You’ve done the hardest part now the marshal said – except for the 1 ½ mile climb back up to the SDW above Steyning 22.5-24 miles. Even the last downhill section was really difficult, made even harder by not wanting to fall in the thick mud onto my heavily strapped up wrist.
The route was a really good but very tough one deserving of the name Steyning Stinger. The marshals were brilliant, standing out in that weather for so long and all being so cheerful. The feed stations might have had a bit more selection for a race of that level to keep the runners going. Def glad I’ve ticked this local marathon off as my 49th official marathon/ultra.”
“For me I really liked the rolling start, as it spread out the field nicely. I set off with a small group at 8:45 and intended to take it steady for 10k at least. Storm Freya in full swing it was wet, muddy, very windy and of course …..hilly! The second hill was barely worth running up it was so steep, and went on forever. Up top it was so windy you could barely run, and then the fun downhills avoiding tree roots/runners/rocks! I felt good towards 10 miles so started pushing the pace and was followed closely on the long final descent by a another runner, which made it a fast downhill. Being slightly longer than a half, the final 500m was hard but pleased to finish 7th of 302 in 1:48. Strangely I enjoyed every minute of this race – the mud, wind, rain was so bad it was funny. Maybe not for a full marathon but the half was genuinely great fun!

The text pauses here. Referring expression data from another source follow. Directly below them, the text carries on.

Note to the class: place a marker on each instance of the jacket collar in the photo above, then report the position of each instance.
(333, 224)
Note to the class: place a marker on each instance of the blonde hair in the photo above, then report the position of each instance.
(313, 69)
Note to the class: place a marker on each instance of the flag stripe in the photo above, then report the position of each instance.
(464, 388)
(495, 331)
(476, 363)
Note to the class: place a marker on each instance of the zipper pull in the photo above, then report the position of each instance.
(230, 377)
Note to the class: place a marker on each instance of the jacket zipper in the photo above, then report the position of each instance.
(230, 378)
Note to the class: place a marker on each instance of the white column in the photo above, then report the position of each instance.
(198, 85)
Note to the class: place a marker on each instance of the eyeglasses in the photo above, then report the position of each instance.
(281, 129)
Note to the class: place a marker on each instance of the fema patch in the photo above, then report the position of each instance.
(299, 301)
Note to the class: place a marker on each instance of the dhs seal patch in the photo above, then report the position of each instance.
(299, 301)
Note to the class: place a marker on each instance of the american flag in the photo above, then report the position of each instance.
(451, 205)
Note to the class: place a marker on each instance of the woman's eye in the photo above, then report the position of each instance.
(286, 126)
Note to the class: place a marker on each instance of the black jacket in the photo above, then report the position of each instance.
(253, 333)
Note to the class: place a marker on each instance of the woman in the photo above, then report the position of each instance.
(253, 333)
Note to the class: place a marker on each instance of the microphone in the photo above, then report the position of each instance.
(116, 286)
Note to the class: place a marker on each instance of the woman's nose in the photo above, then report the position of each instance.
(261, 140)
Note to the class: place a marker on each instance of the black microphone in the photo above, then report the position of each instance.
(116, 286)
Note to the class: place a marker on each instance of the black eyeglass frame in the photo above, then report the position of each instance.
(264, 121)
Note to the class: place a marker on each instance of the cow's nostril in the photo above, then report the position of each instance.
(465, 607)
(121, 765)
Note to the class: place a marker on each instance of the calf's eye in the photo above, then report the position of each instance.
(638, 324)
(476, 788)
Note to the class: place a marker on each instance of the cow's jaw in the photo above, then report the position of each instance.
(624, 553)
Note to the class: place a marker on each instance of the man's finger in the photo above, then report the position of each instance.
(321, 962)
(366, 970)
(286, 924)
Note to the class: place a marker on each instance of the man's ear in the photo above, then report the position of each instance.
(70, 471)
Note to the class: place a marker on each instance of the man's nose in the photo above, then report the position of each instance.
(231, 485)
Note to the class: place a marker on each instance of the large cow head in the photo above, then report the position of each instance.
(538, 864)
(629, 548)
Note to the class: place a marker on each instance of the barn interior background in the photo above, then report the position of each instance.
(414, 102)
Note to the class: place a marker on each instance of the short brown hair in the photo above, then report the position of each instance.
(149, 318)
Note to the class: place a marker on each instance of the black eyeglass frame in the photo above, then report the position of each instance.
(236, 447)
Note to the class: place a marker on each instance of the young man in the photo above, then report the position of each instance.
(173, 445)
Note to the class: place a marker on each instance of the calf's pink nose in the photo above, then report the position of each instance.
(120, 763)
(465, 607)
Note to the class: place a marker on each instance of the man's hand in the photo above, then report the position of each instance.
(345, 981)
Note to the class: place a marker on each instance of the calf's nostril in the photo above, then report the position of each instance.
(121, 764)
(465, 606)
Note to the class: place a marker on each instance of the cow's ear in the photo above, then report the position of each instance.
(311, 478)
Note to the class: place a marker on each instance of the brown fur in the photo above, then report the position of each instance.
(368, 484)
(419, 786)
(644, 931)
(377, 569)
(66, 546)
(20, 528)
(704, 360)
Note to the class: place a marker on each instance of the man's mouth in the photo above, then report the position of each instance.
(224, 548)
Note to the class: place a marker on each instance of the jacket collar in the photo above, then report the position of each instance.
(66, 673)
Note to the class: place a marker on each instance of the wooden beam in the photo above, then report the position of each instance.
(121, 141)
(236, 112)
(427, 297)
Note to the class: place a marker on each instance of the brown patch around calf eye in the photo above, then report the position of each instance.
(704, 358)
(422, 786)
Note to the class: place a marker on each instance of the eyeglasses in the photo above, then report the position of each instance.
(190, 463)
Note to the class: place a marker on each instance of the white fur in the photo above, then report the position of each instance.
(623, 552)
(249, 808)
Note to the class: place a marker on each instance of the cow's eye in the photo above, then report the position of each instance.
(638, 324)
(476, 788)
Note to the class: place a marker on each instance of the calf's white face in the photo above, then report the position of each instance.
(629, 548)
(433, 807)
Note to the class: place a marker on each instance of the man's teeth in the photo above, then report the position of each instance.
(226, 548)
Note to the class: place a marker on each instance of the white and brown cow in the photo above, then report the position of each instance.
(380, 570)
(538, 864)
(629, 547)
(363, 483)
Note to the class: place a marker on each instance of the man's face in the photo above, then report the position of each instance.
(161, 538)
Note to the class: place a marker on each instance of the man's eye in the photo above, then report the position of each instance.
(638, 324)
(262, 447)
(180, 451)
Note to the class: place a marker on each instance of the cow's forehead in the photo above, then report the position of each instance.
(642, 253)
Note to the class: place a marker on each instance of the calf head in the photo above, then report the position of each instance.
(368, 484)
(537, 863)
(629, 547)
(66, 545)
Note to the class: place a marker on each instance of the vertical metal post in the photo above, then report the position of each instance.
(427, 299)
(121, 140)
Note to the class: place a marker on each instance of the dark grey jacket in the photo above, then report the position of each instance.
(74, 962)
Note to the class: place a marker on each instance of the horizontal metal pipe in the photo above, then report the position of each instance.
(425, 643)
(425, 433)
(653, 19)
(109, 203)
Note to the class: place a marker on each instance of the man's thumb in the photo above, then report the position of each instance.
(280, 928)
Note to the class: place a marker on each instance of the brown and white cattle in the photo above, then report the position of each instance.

Special mention to the marshals here and at the Frosty on a ‘challenging’ weather day.
CHICHESTER CORPORATE CHALLENGE
The Chichester Corporate Challenge is a three event series on Wednesday evenings around Chichester City centre. Runners start in two waves to segregate the faster runners around a course of 2.8 miles. Strong running from Henry Teague-Smith in 14:33 in 15th position overall. Other Tuffs competing were Chris Sloggett, Juliette Reader and Matt & Debra Cauchy-Duval. The next two events are on the 13th & 27th March
With everyone struggling in the wet; one of the standout performances with liquid was Gary Edge – who was over at Butlins in Bognor for the “Soul Weekender” A 10 hour session with ‘liquid’ and four hours sleep just for starters on Friday night. Then Gary went across the road to line up for Bognor Park Run. He had been one of the participants at the recent Activation seminar, but he stated he would have needed to be plugged into the mains to get the right activation, but complete he did before returning to be a Soul dude for the rest of the weekend – Class act; respect Gary. Becky Lintott-Clarke also ran using the event as a warm up for the Frosty the next day.
Across at Worthing Park Run: James Oram, Chris Sloggett, Ed Lay, Amanda de Ridder, Tim Kenny, & Elaine Rousseau were in action.